ESSAYS AND CASE STUDIES

Underscoring the centrality of the body has profound effects on the study of religion. Whether religion is understood as an “eminently social thing,” a process of rationalization, “the quest for complex subjectivity,” or a paradoxical experience of something “wholly other” that is terrifying and extremely attractive at the same time, bodies remain vital in religious studies and whatever might be deemed “religious experience.” As the essays on this website will show, focusing on the body’s relationship to some of the central categories of religion (ritual studies, theology, literature, and art are a few examples) will demonstrate how important our existence as flesh is to the study, the practice, and the experience of religion. Philosopher Rene Descartes once remarked that we could not be separated from our bodies. As you peruse the website, you will see that scholars of religion have come to take this comment seriously.

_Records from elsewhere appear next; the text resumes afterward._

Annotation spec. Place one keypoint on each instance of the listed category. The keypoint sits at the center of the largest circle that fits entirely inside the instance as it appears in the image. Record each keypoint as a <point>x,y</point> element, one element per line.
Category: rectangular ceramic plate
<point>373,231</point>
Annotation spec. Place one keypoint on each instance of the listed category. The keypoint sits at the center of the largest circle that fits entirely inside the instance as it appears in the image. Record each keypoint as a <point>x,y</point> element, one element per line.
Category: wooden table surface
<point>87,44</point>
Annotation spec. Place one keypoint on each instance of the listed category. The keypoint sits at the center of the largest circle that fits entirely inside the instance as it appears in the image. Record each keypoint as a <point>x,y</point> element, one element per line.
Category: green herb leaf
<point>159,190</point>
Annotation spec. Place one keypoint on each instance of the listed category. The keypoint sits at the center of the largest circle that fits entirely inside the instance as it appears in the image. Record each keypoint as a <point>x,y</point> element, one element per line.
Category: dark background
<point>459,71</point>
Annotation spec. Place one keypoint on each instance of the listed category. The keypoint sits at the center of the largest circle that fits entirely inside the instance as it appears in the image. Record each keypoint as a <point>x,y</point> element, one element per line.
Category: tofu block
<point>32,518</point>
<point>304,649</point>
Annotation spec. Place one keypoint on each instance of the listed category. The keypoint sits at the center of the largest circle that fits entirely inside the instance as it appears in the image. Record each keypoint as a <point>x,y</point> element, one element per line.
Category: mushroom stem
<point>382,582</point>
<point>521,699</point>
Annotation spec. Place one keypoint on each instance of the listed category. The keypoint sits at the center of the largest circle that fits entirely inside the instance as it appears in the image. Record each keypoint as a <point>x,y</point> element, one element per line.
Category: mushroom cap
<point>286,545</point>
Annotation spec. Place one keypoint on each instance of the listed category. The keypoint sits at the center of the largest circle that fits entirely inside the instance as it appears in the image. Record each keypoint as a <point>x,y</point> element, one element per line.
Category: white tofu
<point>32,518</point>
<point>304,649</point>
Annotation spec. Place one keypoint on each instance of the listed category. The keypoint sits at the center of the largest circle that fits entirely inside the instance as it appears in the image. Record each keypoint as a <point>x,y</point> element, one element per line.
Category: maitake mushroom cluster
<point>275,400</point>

Primarily meant to introduce undergraduate students to the various and diverse topics and approaches to the study of religion and embodiment, this website contains short introductory essays on various themes, ranging from “the body” and “recognition” to “ritual” and “material culture,” and we’ve included several case-studies that explore topics such as “literature” and “sexuality” in more depth. In addition, this website offers an extensive annotated bibliography, which includes sources pertinent to the study of religion and embodiment.